米国の一般消費が上向けば、米国の景気が回復し、米国市場に依存する世界の輸出企業の景気も上向くだろう。その為には、米国内のクレジット・クランチを早急に修復するしかない。これはオバマ政権に期待するしかない。米国内のクレジット・クランチ問題が解決すれば、来年か再来年には、米国の消費が力を回復するかもしれない。すると日本の輸出メーカー(と海外の日系工場)は景気を回復するだろう。しかし日本国内が悲観的なままだと、国内の景気回復は、結局は一部分だけで終わる可能性も高い。
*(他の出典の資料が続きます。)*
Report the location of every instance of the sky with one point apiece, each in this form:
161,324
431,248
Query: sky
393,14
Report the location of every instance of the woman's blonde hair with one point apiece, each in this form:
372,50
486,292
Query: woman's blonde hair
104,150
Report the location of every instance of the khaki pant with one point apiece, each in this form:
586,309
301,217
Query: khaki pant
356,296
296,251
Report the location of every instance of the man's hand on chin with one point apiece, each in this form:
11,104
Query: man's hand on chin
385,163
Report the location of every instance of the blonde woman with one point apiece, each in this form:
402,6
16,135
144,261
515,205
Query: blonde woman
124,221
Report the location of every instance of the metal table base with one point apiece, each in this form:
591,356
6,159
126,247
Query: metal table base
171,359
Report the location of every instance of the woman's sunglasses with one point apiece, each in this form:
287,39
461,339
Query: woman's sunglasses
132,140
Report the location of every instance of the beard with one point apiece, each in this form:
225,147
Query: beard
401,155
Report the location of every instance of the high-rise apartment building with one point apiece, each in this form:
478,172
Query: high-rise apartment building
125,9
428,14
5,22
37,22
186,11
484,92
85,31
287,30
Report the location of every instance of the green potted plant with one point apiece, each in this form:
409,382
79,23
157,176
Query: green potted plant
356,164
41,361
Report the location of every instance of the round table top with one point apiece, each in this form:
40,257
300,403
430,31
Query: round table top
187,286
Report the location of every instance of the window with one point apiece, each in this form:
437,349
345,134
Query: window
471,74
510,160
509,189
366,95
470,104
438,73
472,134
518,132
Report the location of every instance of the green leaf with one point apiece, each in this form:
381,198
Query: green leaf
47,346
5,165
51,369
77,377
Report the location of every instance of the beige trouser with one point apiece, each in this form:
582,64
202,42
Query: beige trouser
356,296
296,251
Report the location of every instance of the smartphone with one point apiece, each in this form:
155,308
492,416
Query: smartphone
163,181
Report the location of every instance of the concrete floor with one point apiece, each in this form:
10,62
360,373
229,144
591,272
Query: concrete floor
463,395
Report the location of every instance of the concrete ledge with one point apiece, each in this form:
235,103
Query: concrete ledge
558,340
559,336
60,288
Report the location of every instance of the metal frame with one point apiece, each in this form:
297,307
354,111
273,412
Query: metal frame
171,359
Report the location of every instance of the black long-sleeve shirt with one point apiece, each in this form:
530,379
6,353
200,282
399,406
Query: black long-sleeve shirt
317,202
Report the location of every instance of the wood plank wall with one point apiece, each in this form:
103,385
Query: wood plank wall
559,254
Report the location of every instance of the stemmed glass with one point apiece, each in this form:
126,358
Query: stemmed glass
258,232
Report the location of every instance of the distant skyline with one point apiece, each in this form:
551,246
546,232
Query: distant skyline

麻生政権は、国内に新しい需要を生み出す努力をしなければならない。池田信夫blogで池田氏が提唱するように、ホワイトスペースの一部を免許不要で開放するアイデアは、単に新しい機器の市場が生まれるだけでなく、インターネットなど通信のインフラがいまより一段階進化して、それをベースにした新しいサービス市場が生まれる可能性がある。更に、いったん生まれた市場は、長期的に成長し続けて、国内経済をドライブする効果も期待できる。まさに最強の経済対策といえる。